Alors, d’abord, vous avez pour la première fois le duo Rafik Boubker et Tarik Boukhari réuni dans un même film. Ils sont ensemble pendant une bonne partie du film et c’est un fou rire assuré. Ensuite, découvrir ce que propose la nouvelle génération de jeunes réalisateurs marocains. Enfin, et surtout, allez voir le film pour soutenir l’industrie cinématographique.

Le report de la sortie du film a-t-il finalement été bénéfique pour toi?

Je crois bien que oui. À présent, je me sens mieux préparée pour recevoir les critiques, les commentaires sur mon travail, et pour m’améliorer. Ce temps supplémentaire m’a permis de mûrir, en quelque sorte.

S’imposer en tant que jeune femme dans ce domaine a-t-il été difficile?

Les personnes qui travaillent dans ce domaine sont généralement toutes d’un certain âge, donc il est vrai qu’en tant que jeune talent, il faut redoubler d’efforts pour prouver qu’on est tout autant compétent et gagner leur respect. Avoir confiance en soi est la clé du succès et nous aide à gagner la confiance des autres plus facilement aussi. Et pour ce qui est d’être une femme, j’ai eu de la chance d’être arrivée dans une génération ou de plus en plus de femmes excellent dans la réalisation, prenons simplement l’exemple d’Asmae El Moudir qui a remporté récemment l’Étoile d’Or. C’est formidable.
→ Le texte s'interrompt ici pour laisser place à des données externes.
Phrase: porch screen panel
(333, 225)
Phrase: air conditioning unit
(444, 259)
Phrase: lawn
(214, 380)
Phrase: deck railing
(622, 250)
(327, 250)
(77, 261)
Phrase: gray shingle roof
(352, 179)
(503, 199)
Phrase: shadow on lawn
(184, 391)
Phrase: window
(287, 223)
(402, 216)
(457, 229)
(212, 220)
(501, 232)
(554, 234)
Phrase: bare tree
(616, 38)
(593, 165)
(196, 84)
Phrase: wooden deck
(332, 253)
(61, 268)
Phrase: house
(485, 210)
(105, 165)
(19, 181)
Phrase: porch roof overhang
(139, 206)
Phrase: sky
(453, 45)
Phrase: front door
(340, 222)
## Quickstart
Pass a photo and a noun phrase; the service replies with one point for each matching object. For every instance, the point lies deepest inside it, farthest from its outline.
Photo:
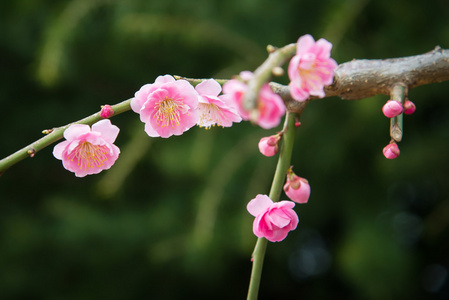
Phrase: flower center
(89, 156)
(210, 115)
(168, 113)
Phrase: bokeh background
(169, 220)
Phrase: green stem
(275, 192)
(396, 123)
(54, 135)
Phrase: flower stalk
(283, 164)
(55, 134)
(398, 93)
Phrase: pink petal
(59, 149)
(108, 131)
(324, 49)
(279, 218)
(304, 44)
(259, 205)
(208, 87)
(164, 79)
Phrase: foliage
(373, 228)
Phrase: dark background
(169, 220)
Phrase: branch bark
(363, 78)
(353, 80)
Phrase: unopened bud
(269, 146)
(409, 107)
(392, 108)
(297, 188)
(106, 111)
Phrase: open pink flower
(214, 109)
(392, 108)
(88, 151)
(274, 220)
(167, 107)
(391, 151)
(269, 145)
(311, 68)
(270, 107)
(297, 188)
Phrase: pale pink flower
(274, 220)
(409, 107)
(392, 108)
(391, 151)
(214, 109)
(88, 151)
(106, 111)
(311, 68)
(270, 107)
(297, 188)
(167, 107)
(269, 145)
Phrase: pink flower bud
(391, 151)
(297, 188)
(273, 220)
(106, 111)
(269, 146)
(392, 108)
(409, 107)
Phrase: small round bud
(409, 107)
(392, 108)
(106, 111)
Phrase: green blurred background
(169, 220)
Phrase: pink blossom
(106, 111)
(167, 106)
(213, 109)
(273, 220)
(409, 107)
(392, 108)
(270, 107)
(297, 188)
(391, 151)
(268, 146)
(88, 151)
(311, 68)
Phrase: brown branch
(360, 79)
(363, 78)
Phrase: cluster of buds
(393, 109)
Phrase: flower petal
(108, 131)
(259, 205)
(208, 87)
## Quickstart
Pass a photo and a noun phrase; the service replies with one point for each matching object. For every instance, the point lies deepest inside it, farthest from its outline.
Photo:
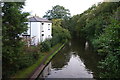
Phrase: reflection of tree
(77, 47)
(61, 58)
(89, 58)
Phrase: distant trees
(13, 24)
(100, 25)
(57, 12)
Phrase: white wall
(36, 31)
(47, 30)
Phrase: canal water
(75, 60)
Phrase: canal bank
(39, 64)
(45, 61)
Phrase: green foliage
(45, 46)
(57, 12)
(12, 25)
(100, 24)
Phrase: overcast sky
(39, 7)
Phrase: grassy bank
(27, 71)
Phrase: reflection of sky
(74, 69)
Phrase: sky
(39, 7)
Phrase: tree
(57, 12)
(13, 25)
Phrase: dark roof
(38, 19)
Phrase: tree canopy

Comment a été ton expérience à l’Institut supérieur des métiers du cinéma (ISMC) de Ouarzazate?

Mon expérience à l’ISMC a été marquante, mais je préfère mettre l’accent sur la ville elle-même. Ouarzazate, la ville du cinéma par excellence, offre une expérience que l’on ne peut reproduire ailleurs. En tant que Hollywood d’Afrique, cette ville donne aux jeunes réalisateurs l’opportunité de travailler sur d’importants projets étrangers, dont des productions telles que «Game of Thrones», «Prince of Persia» et James Bond. Ouarzazate restera à jamais gravée dans ma mémoire comme ma meilleure expérience.

Si tu avais eu l’occasion de rencontrer Martin Scorsese, ton réalisateur préféré, lors de la dernière édition du Festival international du film de Marrakech où il était l’invité d’honneur, que lui aurais-tu dit?

Je ne sais vraiment pas, je deviens souvent maladroite dans ces situations. Je l’aurai surement salué et lui aurai dit à quel point j’apprécie son travail. Ou peut-être, maintenant que j’y pense, je lui aurai demandé un conseil exclusif, quelque chose qu’il n’a jamais révélée à personne avant moi.

Quelle inspiration se cache derrière le court métrage «Silent Screams» ?

«Silent Screams» explore la thématique de la langue des signes, une expérience personnelle pour moi, utilisée pour communiquer avec mon père. En devenant réalisatrice, j’ai ressenti une urgence à aborder ce sujet, presque comme un devoir que je portais en moi depuis toujours. Pour ce projet, je n’ai pas trop réfléchi, j’y ai plutôt investi tous mes sentiments.

Est-ce devenu nécessaire pour un réalisateur d’être polyvalent ou est-ce juste une envie personnelle?

Chaque réalisateur choisit sa spécialité. Pour ma part, je sais que ce que je veux faire, c’est la réalisation de film fiction. Mais tant que je suis encore jeune, je saisis l’opportunité d’explorer toutes les facettes du métier, je profite de la liberté de commettre des erreurs, d’apprendre. Cela m’aide à confirmer mon choix.

Quels sont tes prochains projets?

J’ai réalisé un épisode de la nouvelle saison de «Saâ fi ljahim», intitulée cette fois «12 heures en enfer», qui sort bientôt à la télévision et j’ai vraiment hâte que le public le découvre. Et aussi, maintenant que «Bye bye la France» est enfin sorti, je peux me concentrer sur mon second long métrage qui est en cours de préparation.